Brasil

Secretaria de Damares visita terreiro invadido em Ceilândia e pede providências ao MPF

Moradores alegam que a causa foi intolerância religiosa. No momento da invasão havia sete crianças e uma mulher idosa no local

Na tarde desta sexta-feira (03) uma equipe de técnicos da Secretaria Nacional de Políticas de Promoção de Igualdade Racial (SEPPIR) visitou o Terreiro Ilê Axé Ode Iboalama, localizado no assentamento Santarém, na Comunidade Sol Nascente, em Ceilândia-DF que  foi invadido por homens armados com foice e facão no dia do trabalhador.

Recorrente

Os moradores contaram aos representantes do Governo Federal que esta é a terceira vez que o local é atacado.  Eles alegam  que o motivo dos ataques é intolerância religiosa. Em relatório de visita, a SEPPIR informou que as pessoas estão assustadas e sem saber como se defender, temendo um novo ataque. “Havia sete crianças e uma mulher idosa no momento da invasão. Ficaram todos muito assustados com o ocorrido e preocupados com novas invasões por conta da impunidade”, disse Isabel Paredes, Coordenadora Geral de Políticas para Povos e Comunidades Tradicionais de Matriz Africanas, Terreiros e para Povos Ciganos da Seppir.

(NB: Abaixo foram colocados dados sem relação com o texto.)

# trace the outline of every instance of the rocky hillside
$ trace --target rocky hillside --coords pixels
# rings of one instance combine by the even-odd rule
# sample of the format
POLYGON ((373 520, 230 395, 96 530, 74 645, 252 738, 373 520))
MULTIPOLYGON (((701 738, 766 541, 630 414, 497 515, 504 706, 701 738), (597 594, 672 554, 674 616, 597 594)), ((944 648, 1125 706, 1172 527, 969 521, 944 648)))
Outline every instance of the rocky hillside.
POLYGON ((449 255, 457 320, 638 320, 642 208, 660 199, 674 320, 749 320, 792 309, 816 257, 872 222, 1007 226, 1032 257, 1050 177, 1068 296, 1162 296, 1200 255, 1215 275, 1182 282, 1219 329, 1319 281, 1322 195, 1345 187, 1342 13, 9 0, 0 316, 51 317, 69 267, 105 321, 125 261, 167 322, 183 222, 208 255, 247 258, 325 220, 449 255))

Sandra Terena, Secretária de Políticas de Promoção da Igualdade Racial 

 

A Secretária Nacional de Políticas de Promoção da Igualdade Racial, Sandra Terena encaminhou ofício para a Procuradoria-Geral de Justiça do Ministério Público Federal pedindo uma ação rápida pelos poderes competentes para que haja uma resposta a estes fatos com objetivo de coibir novos ataques semelhantes e para que haja prevenção para um possível agravamento da situação.  “É importante esse trabalho in loco e rápido da Seppir principalmente em situações graves como essa. A orientação que recebemos da Ministra Damares é dialogar com a comunidade onde ela está e trabalhar para que seus direitos e integridade como cidadãos sejam garantidos”, disse Sandra Terena.   

Intolerância Religiosa

O relatório ainda expõe que o ataque contem indícios de intolerância religiosa e  revela a disputa pela posse do local onde o terreiro funciona há seis anos. No momento da invasão, os homens  disseram que o espaço não era lugar de “macumbeiros”, que eles teriam que sair com “as próprias pernas ou com as pernas dos outros”.

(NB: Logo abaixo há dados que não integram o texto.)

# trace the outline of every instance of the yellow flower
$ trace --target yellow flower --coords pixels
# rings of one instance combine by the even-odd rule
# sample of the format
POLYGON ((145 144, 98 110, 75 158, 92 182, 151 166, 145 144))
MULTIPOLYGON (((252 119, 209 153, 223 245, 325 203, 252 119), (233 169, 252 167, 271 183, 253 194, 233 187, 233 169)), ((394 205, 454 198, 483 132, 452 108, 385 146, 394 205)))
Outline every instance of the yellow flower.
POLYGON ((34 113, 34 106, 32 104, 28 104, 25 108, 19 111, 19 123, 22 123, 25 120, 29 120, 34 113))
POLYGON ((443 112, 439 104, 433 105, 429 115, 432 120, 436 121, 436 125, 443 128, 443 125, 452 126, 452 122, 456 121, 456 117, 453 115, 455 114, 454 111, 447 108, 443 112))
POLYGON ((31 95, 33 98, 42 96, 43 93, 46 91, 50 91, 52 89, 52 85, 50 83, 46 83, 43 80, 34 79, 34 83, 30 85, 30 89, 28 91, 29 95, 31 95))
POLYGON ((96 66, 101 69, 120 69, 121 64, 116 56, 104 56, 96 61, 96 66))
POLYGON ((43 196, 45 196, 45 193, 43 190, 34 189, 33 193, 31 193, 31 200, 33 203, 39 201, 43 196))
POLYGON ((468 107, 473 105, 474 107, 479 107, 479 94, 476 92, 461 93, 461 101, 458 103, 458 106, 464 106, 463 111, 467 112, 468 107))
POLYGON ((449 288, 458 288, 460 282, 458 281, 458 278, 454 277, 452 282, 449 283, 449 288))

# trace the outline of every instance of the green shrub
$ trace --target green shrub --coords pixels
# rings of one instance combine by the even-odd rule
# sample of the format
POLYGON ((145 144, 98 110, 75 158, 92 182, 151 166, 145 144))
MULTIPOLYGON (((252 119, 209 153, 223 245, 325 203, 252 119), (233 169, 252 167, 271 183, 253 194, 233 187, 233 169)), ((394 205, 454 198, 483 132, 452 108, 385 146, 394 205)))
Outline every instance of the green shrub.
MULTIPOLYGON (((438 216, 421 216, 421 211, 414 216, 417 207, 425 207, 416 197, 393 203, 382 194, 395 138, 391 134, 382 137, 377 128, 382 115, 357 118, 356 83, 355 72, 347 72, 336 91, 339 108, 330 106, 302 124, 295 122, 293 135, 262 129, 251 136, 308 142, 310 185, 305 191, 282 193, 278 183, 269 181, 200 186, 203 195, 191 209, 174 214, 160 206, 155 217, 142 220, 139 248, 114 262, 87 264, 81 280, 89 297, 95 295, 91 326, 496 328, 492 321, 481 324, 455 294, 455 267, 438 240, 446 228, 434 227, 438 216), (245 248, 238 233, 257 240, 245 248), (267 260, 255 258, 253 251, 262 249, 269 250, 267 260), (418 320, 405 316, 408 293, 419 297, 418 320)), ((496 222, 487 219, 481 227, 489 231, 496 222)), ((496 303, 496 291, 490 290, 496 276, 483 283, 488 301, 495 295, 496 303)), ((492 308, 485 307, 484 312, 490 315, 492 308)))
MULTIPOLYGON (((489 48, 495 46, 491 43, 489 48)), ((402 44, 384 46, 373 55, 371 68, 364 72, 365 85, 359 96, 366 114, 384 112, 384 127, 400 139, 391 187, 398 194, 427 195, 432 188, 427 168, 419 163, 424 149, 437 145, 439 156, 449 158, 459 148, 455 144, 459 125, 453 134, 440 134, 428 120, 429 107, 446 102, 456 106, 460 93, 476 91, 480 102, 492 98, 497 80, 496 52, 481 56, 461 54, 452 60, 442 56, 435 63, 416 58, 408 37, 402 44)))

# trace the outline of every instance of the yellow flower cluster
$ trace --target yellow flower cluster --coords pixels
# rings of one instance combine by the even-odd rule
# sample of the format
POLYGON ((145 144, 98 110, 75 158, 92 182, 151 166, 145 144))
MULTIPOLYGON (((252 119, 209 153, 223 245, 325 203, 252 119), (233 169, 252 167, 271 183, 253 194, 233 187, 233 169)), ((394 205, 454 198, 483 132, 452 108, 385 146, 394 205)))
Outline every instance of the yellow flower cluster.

O Pai de Santo Willian Francisco disse que ficou muito feliz e acolhido pela visita da equipe Governo Federal pois “diziam que este governo perseguiria os terreiros, mas, ao contrário disso, foram surpreendidos com respeito e acolhimento pela equipe da Ministra Damares Alves.

Ameaça de morte

Dez pessoas moram no Terreiro Ilê Axé Ode Iboalama, sendo seis menores de idade. Os agressores romperam a cerca do terreiro e fizeram ameaças, que foram entendidos pelo Pai de Santo Willian como “ameaças de morte”. Os técnicos da SEPPIR verificaram ainda que os moradores vivem em condição precária, sem acesso à saneamento básico e à luz elétrica. Eles relataram que precisam de doações de alimentos e recebem cestas básicas de uma igreja.

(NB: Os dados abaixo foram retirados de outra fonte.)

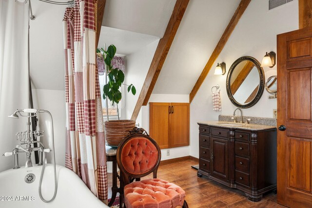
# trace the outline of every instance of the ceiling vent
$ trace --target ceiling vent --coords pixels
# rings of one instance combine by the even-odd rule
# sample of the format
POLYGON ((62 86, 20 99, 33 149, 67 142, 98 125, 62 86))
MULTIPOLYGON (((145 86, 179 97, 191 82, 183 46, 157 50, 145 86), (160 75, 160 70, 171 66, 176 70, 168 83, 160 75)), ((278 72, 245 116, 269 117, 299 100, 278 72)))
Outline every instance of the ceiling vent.
POLYGON ((269 0, 269 10, 274 9, 293 0, 269 0))

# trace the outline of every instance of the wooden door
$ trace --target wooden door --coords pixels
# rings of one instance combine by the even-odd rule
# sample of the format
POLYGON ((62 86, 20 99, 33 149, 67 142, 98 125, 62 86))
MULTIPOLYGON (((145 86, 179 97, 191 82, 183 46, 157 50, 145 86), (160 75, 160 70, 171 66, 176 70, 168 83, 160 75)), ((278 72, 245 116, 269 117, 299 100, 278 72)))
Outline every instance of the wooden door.
POLYGON ((190 145, 190 104, 171 103, 171 147, 190 145))
POLYGON ((161 149, 169 148, 169 103, 150 103, 150 135, 161 149))
POLYGON ((277 36, 277 202, 312 207, 312 28, 277 36))
POLYGON ((211 173, 229 180, 229 143, 226 140, 211 138, 211 173))

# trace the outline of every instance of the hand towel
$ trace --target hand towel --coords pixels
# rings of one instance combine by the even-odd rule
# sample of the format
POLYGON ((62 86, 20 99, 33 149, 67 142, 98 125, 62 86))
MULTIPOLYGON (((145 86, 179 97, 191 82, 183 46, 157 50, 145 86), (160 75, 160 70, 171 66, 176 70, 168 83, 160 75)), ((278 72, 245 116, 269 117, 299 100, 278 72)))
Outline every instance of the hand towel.
POLYGON ((215 111, 222 110, 221 107, 221 97, 220 91, 213 93, 213 109, 215 111))

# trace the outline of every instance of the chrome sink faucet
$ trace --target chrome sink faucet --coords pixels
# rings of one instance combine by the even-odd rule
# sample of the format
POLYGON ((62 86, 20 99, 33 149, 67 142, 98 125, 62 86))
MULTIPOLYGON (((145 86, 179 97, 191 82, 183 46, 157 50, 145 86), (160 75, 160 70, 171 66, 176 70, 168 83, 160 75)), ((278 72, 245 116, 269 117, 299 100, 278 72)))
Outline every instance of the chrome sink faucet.
POLYGON ((237 108, 235 110, 234 110, 234 112, 233 113, 233 116, 235 116, 235 112, 237 110, 239 110, 239 111, 240 111, 240 122, 239 123, 243 123, 243 111, 242 111, 242 110, 240 108, 237 108))

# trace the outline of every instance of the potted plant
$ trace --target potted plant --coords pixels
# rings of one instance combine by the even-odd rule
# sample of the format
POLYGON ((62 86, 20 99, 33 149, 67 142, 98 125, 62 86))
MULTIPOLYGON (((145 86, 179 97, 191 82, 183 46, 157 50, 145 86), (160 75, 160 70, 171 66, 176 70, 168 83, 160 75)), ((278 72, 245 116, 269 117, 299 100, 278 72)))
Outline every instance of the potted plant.
MULTIPOLYGON (((122 84, 128 86, 128 92, 131 91, 134 95, 136 92, 133 84, 128 85, 123 83, 125 75, 123 72, 114 64, 114 61, 117 57, 115 56, 116 47, 112 44, 105 50, 103 48, 98 48, 97 54, 98 57, 102 57, 106 65, 106 75, 108 78, 108 82, 103 88, 103 99, 107 98, 113 105, 116 104, 118 120, 107 121, 104 122, 105 135, 106 142, 108 145, 117 146, 120 142, 128 135, 136 125, 136 121, 128 120, 120 120, 118 109, 118 104, 122 98, 120 88, 122 84), (100 51, 102 51, 102 54, 100 51)), ((106 107, 108 107, 107 106, 106 107)), ((108 118, 108 114, 107 114, 108 118)))

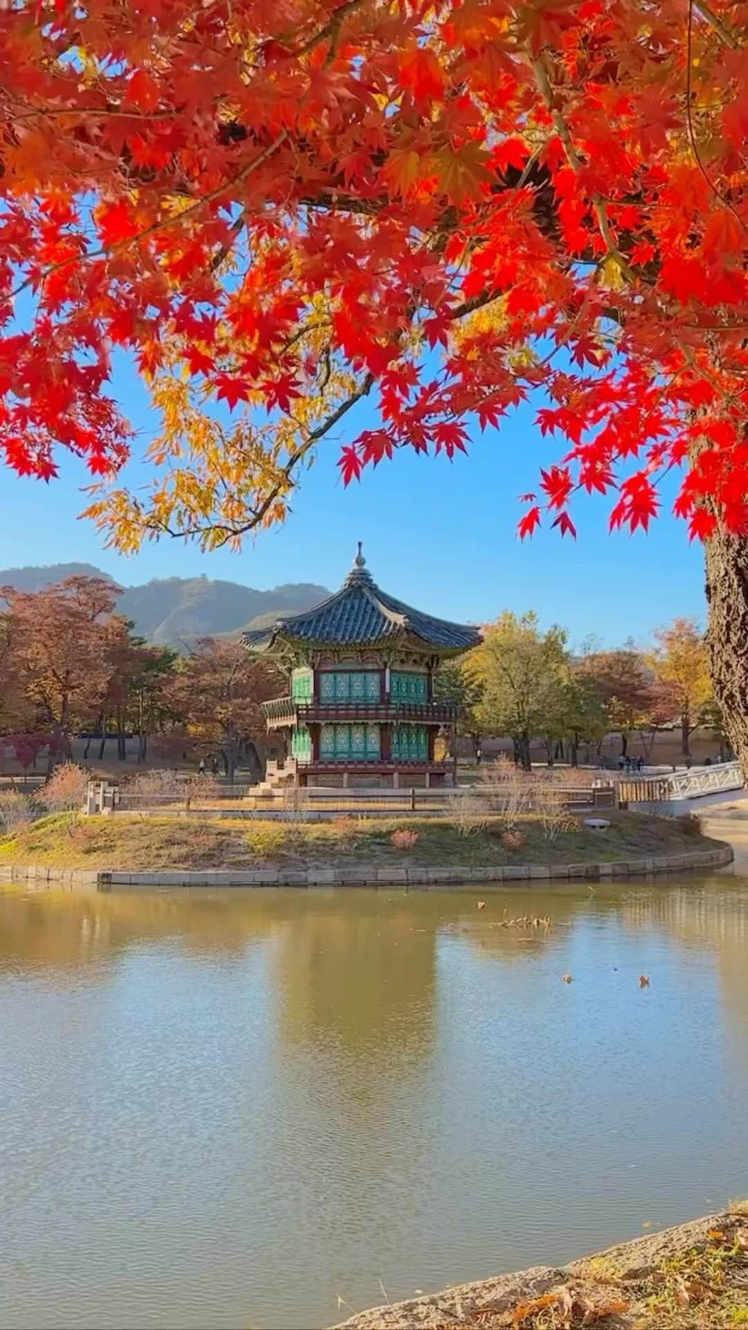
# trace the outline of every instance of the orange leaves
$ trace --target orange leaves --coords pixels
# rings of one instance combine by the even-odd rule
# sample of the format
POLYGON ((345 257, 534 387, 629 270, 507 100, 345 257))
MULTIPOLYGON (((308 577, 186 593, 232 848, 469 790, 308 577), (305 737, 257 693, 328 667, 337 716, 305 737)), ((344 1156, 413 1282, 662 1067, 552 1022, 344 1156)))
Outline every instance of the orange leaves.
POLYGON ((124 198, 96 209, 96 229, 108 249, 132 239, 140 230, 133 209, 124 198))
POLYGON ((488 153, 475 140, 457 149, 442 149, 435 156, 435 166, 442 189, 457 203, 479 197, 491 180, 488 153))
POLYGON ((519 539, 524 540, 526 536, 531 536, 536 527, 540 525, 540 507, 539 504, 532 504, 527 509, 523 517, 520 517, 518 524, 519 539))
POLYGON ((407 47, 398 59, 401 84, 413 93, 417 105, 438 101, 445 94, 446 76, 429 47, 407 47))
MULTIPOLYGON (((566 983, 571 983, 571 975, 563 976, 566 983)), ((590 1293, 576 1285, 562 1283, 539 1298, 522 1302, 512 1314, 512 1323, 524 1330, 532 1330, 535 1326, 571 1330, 572 1326, 602 1325, 610 1317, 622 1315, 624 1311, 628 1311, 628 1302, 624 1298, 611 1298, 606 1293, 590 1293), (551 1314, 551 1319, 546 1318, 547 1313, 551 1314)))
MULTIPOLYGON (((0 323, 9 463, 121 463, 114 344, 149 382, 184 371, 205 438, 216 414, 249 431, 230 500, 182 473, 193 511, 168 517, 208 543, 282 519, 287 460, 370 388, 345 484, 401 448, 454 456, 532 398, 559 459, 522 536, 544 509, 574 536, 578 489, 647 529, 675 467, 693 539, 745 529, 745 52, 697 20, 689 125, 677 7, 646 39, 635 0, 291 8, 246 0, 236 28, 101 0, 83 27, 64 7, 23 41, 9 25, 0 319, 35 293, 0 323)), ((118 501, 130 549, 149 513, 118 501)))

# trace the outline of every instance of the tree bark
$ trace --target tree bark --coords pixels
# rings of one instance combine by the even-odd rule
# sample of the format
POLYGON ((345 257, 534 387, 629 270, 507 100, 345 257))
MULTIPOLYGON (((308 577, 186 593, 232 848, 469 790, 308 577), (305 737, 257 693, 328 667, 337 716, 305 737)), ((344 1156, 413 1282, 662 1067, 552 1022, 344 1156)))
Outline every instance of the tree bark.
POLYGON ((680 754, 681 757, 691 757, 691 745, 688 742, 691 737, 691 717, 688 709, 685 709, 680 717, 680 754))
POLYGON ((707 541, 707 642, 724 732, 748 779, 748 539, 707 541))

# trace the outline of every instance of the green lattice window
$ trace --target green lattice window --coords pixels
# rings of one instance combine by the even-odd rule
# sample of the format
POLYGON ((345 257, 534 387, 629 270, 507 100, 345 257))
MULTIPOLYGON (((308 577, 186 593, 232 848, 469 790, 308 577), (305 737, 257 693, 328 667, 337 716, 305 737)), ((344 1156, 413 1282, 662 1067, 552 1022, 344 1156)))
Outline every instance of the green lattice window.
POLYGON ((378 670, 339 669, 319 674, 321 702, 378 702, 378 670))
POLYGON ((393 726, 393 757, 399 762, 427 762, 429 730, 426 726, 393 726))
POLYGON ((311 734, 306 725, 298 725, 291 732, 291 754, 297 762, 311 762, 311 734))
POLYGON ((426 702, 427 698, 427 674, 409 674, 406 670, 393 670, 390 673, 391 702, 426 702))
POLYGON ((291 674, 291 698, 294 702, 310 702, 314 692, 314 674, 310 669, 294 669, 291 674))
POLYGON ((323 725, 319 733, 319 757, 323 762, 377 761, 379 758, 378 725, 323 725))

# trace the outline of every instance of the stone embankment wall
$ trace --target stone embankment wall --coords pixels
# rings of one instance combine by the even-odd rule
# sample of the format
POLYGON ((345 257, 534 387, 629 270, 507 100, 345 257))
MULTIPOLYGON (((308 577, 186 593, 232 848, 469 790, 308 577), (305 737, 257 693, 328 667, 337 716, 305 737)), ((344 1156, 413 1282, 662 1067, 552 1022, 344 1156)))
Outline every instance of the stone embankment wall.
POLYGON ((121 887, 385 887, 439 890, 443 887, 500 886, 504 882, 547 882, 648 876, 656 872, 720 868, 732 863, 732 847, 715 845, 713 850, 655 855, 647 859, 620 859, 614 863, 554 863, 468 868, 455 864, 446 868, 381 868, 361 864, 355 868, 204 868, 190 872, 126 872, 84 868, 45 868, 39 866, 3 866, 0 882, 59 883, 61 886, 96 887, 100 891, 121 887))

A equipe da SEPPIR também esteve presente na 24° Delegacia de Polícia, onde conversou com o delegado responsável pelo caso. A Secretaria de Igualdade Racial está mapeando as comunidades de matriz africana e povos de terreiro do Distrito Federal para montar um plano de trabalho. Durante a visita, a equipe orientou e solicitou que os moradores do terreiro acionem o Disque 100 no caso de novas ocorrências.